呑み会 十二次会 -暴走-
「さて、難しい話は終わったかな?」
マッコイがやってくる。
いや、確かに難しい話は聞いたけどさ。
納得いかん。
聖徳太子が救世主だとか言われてもねー
"和を以って貴しとなす"が信仰だとか言われてもねー
「まぁキャリーの意見が、俺達全員の意見ってワケじゃない」
やっぱ偏った意見なのか。
「ただ俺も、心の何処かで日本人を恐れている--いや不気味に思っている」
マッコイ、お前もか。
「気を悪くしないで欲しい。俺は日本が好きで長く住んでるし、日本人の友人も沢山居る」
だが、とマッコイは言う。
「日本は確かに安全な国だ。人々も優しいし、米国のどの都市と比べても暮らしやすいかも知れん」
そう。だから俺達は宗教などいらないと思ってる。
「俺の友人達も、各個人は間違いなく良い人間だ」
俺の肌が何色だろうが、気にもしないしな。とマッコイは黒い肌を見せびらかす
確かに人種差別も無い。ほとんど。
「だが、日本社会という集団になると、俺の理解を超える」
マッコイは軍人として、日本の歴史を学び、調べたそうだ。
「70年前、日本は暴走した」
それは、そうらしい。俺は良く知らないが。
「全てを、国民全員の命さえも戦闘につぎ込もうとした。熱狂的に」
進め一億火の玉、か。
「俺の親しい友人、彼ら彼女らとそんな暴走や熱狂は、どうしても繋がらん」
「そこまで暴走できる理由が判らない。それが恐ろしいし不気味なんだ」
その理由を宗教に求めたのが私、とキャリーが口を挟む。
「皆が話し合って"鬼畜米英を竹槍で倒せ"と決めたから、それが正義になった--ってね」
んなワケあるか。
「ま、今は敵じゃない」
マッコイがジョッキを掲げる。
「宗教はともかく、日本のビールが美味しいのは正義よ」
キャリーもジョッキを掲げる。
「タマニハびーるモ美味イ」
スコットもジョッキを持つ。
乾杯~!
「日本はビールも美味いが美人も多い」
うム、それはその通り。
「そして、歳をとっても衰えを感じさせないな。日本側の僧侶の人とか」
ミズのことだな。
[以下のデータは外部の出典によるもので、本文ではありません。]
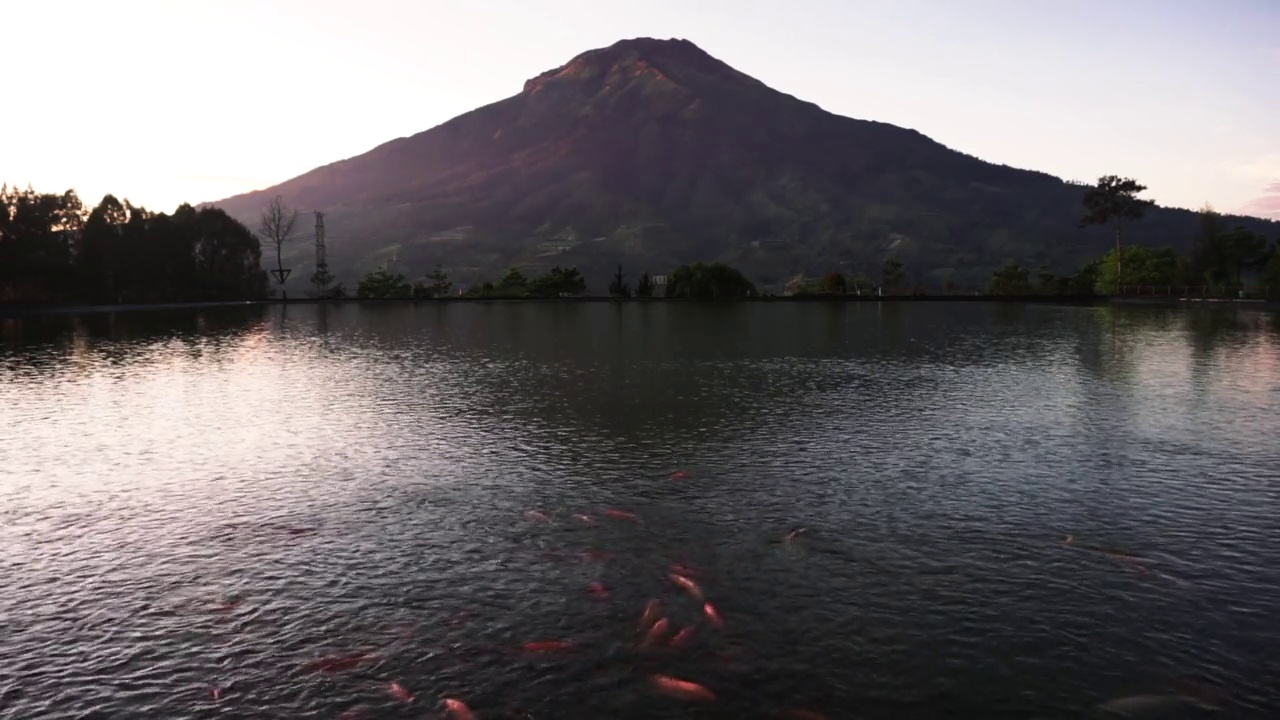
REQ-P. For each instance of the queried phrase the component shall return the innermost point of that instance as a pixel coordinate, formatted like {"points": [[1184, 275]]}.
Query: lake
{"points": [[1008, 510]]}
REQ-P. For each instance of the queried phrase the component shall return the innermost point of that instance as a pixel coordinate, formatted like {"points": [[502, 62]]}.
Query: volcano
{"points": [[652, 153]]}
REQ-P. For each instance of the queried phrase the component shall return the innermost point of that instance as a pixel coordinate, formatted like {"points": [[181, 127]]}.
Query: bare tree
{"points": [[278, 222]]}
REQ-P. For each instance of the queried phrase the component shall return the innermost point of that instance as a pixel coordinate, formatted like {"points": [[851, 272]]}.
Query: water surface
{"points": [[213, 499]]}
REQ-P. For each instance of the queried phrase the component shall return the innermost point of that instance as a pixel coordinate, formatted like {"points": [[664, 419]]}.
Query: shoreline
{"points": [[24, 310]]}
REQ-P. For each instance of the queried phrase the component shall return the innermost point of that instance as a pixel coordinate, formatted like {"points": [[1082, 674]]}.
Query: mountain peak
{"points": [[676, 60]]}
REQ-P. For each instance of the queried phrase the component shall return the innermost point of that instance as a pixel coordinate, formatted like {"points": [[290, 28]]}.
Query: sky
{"points": [[164, 101]]}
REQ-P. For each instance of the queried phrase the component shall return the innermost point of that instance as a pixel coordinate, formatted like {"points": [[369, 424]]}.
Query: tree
{"points": [[558, 282], [833, 283], [644, 286], [1010, 279], [1203, 258], [1143, 267], [439, 285], [716, 281], [620, 288], [1114, 201], [383, 285], [892, 273], [1239, 250], [513, 283], [277, 227]]}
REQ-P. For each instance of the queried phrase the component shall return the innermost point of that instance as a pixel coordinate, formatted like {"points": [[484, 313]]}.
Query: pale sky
{"points": [[164, 101]]}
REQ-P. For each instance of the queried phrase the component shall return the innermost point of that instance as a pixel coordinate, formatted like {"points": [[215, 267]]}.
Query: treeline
{"points": [[54, 250]]}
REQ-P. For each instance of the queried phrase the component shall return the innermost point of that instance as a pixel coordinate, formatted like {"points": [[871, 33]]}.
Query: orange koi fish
{"points": [[709, 610], [548, 646], [681, 689], [656, 634], [457, 709], [684, 570], [622, 515], [650, 614], [689, 586], [398, 692], [681, 638]]}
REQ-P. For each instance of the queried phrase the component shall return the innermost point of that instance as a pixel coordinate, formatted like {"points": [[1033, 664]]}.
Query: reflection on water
{"points": [[197, 500]]}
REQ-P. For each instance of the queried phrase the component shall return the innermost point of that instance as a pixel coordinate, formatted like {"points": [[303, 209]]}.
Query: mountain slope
{"points": [[653, 153]]}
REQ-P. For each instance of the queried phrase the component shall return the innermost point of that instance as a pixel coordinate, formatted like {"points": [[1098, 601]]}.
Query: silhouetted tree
{"points": [[617, 287], [383, 285], [277, 227], [833, 283], [1114, 201], [892, 273], [439, 285], [716, 281], [1010, 279], [644, 286], [558, 282]]}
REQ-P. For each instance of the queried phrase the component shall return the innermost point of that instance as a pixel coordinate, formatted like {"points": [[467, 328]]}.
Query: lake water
{"points": [[197, 500]]}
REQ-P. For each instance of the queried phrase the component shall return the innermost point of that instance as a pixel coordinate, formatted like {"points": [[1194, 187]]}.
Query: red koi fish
{"points": [[657, 633], [548, 646], [652, 610], [457, 709], [681, 689], [681, 638], [709, 610], [400, 693], [684, 570], [622, 515], [689, 586]]}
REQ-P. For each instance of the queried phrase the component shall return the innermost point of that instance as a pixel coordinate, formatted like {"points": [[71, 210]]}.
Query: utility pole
{"points": [[321, 276]]}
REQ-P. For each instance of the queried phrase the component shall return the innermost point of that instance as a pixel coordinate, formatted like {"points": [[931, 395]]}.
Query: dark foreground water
{"points": [[214, 500]]}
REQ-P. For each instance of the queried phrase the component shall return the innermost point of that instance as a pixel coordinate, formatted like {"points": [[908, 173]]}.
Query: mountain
{"points": [[652, 153]]}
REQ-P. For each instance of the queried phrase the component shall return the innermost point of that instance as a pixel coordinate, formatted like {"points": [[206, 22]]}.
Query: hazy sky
{"points": [[170, 100]]}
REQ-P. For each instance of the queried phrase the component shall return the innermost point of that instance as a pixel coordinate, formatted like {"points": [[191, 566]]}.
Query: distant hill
{"points": [[652, 153]]}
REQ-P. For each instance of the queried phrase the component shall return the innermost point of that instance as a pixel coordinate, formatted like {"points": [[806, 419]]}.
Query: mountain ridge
{"points": [[653, 153]]}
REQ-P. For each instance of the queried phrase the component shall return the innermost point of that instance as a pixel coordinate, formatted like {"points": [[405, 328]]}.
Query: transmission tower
{"points": [[321, 277]]}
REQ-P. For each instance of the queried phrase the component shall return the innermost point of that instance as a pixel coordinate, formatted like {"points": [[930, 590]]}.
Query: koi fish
{"points": [[681, 638], [457, 709], [681, 689], [622, 515], [650, 614], [689, 586], [792, 534], [656, 634], [398, 692], [548, 646], [709, 610]]}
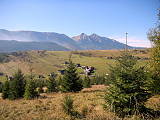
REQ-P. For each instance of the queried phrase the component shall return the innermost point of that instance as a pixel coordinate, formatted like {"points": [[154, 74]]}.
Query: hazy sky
{"points": [[109, 18]]}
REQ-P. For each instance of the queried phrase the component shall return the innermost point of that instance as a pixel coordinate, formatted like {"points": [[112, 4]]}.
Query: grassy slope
{"points": [[49, 108], [51, 61]]}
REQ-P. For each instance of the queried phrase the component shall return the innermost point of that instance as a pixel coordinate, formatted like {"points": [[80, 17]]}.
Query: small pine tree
{"points": [[5, 90], [127, 93], [86, 82], [51, 83], [71, 82], [30, 89], [16, 86]]}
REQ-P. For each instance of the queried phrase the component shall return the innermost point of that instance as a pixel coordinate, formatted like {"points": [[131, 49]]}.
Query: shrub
{"points": [[51, 83], [16, 86], [71, 81], [30, 89], [86, 82], [67, 105]]}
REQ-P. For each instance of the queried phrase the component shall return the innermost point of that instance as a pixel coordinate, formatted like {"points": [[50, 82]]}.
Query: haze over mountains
{"points": [[32, 40]]}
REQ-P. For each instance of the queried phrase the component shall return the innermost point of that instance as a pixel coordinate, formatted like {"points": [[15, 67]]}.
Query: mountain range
{"points": [[32, 40]]}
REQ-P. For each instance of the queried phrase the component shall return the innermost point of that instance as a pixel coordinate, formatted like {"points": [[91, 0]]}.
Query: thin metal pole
{"points": [[126, 48]]}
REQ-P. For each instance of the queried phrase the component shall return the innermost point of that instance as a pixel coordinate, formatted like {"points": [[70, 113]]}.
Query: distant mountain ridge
{"points": [[96, 42], [62, 41]]}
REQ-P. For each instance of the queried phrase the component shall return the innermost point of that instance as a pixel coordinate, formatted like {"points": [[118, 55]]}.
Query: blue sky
{"points": [[109, 18]]}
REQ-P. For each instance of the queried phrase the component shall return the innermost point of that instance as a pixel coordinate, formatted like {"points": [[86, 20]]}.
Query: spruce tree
{"points": [[51, 83], [16, 86], [5, 90], [71, 81], [127, 92], [154, 37], [30, 89], [86, 82]]}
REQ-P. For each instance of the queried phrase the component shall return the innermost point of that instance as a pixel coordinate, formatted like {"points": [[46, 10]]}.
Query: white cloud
{"points": [[134, 41]]}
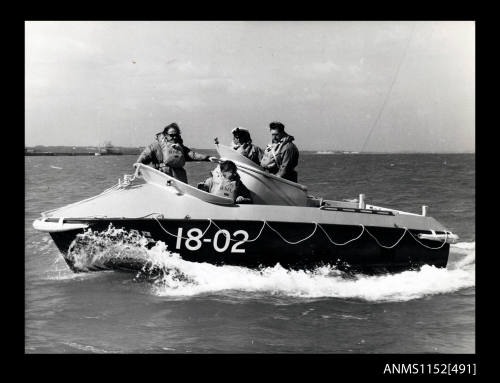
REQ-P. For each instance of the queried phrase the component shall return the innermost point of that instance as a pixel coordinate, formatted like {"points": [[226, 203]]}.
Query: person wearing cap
{"points": [[242, 143], [225, 182], [281, 156], [168, 153]]}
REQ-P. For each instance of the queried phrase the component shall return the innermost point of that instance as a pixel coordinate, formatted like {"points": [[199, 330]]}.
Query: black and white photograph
{"points": [[250, 187]]}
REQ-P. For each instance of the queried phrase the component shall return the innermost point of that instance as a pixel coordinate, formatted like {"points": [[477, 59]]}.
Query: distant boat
{"points": [[108, 149]]}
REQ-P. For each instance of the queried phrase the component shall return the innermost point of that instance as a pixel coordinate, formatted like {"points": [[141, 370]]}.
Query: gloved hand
{"points": [[241, 199]]}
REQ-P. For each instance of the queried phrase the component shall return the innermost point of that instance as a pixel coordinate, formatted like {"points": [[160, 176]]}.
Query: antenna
{"points": [[390, 89]]}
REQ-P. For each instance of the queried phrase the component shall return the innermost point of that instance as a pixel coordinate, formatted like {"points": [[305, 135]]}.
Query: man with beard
{"points": [[168, 154]]}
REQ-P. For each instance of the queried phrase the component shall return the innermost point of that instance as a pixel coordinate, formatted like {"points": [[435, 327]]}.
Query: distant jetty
{"points": [[105, 150]]}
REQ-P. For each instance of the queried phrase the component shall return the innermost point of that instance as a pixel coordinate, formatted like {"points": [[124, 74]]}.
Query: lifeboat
{"points": [[285, 225]]}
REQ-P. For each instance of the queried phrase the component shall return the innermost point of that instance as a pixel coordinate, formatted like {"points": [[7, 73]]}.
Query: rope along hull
{"points": [[257, 244]]}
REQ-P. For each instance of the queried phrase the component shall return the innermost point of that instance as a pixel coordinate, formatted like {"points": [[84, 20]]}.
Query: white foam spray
{"points": [[171, 276]]}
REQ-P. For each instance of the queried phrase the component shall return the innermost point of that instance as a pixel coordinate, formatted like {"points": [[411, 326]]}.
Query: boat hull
{"points": [[256, 244]]}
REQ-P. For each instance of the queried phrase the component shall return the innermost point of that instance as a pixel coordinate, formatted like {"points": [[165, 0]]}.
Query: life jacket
{"points": [[172, 153], [223, 187]]}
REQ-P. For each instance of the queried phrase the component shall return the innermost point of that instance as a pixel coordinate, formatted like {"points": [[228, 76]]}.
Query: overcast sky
{"points": [[329, 82]]}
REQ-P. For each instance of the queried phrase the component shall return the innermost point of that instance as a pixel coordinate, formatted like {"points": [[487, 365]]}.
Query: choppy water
{"points": [[201, 308]]}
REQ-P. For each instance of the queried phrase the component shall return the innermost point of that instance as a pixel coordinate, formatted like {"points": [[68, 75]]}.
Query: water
{"points": [[201, 308]]}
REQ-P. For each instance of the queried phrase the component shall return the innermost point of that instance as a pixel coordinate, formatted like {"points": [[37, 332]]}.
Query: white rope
{"points": [[431, 248], [316, 225], [345, 243], [387, 247], [248, 240], [300, 240]]}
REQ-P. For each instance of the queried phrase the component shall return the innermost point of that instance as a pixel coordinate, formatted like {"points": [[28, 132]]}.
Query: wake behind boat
{"points": [[285, 225]]}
ただ歳の話は厳禁だぞ。
「モウ十何歳カ若ケレバ、ネェ」
だからスコット、歳の話は拙いって。
決してミズの前では歳の話をしないこと!
そのことを3人に約束させた。
怖いから。俺が。
「陸上自衛隊の女性隊員も、かなり美人ぞろいだよな」
「日本ノぱーてぃニモ、モウ1人、女性ヲ入レタラドウダ?」
ちょっと待った。
スコット、何を言う。
「いや、僧侶の彼女1人だけ女性ってのは良くないぞ」
マッコイ、お前もか!
分隊の戦士、隊長じゃない方を何だと思ってるのか。
「若いが、かなり優秀だと聞いたぞ、彼は」
「彼ハ、侍ノ子孫ダッテ噂ヲ聞イタゾ」
俺は説明した。
かくかくしかじか。
マッコイとスコットは目を真ん丸にして聞いていた。
「ひょっとして、動きに邪魔だからサラシを巻いてる?」
マッコイ、そんな事を本人の前で言ってみろ。
酷いことになるからな、主に俺が!
こうして陸自vs米軍の危機は、俺という優秀な男により回避されたのである。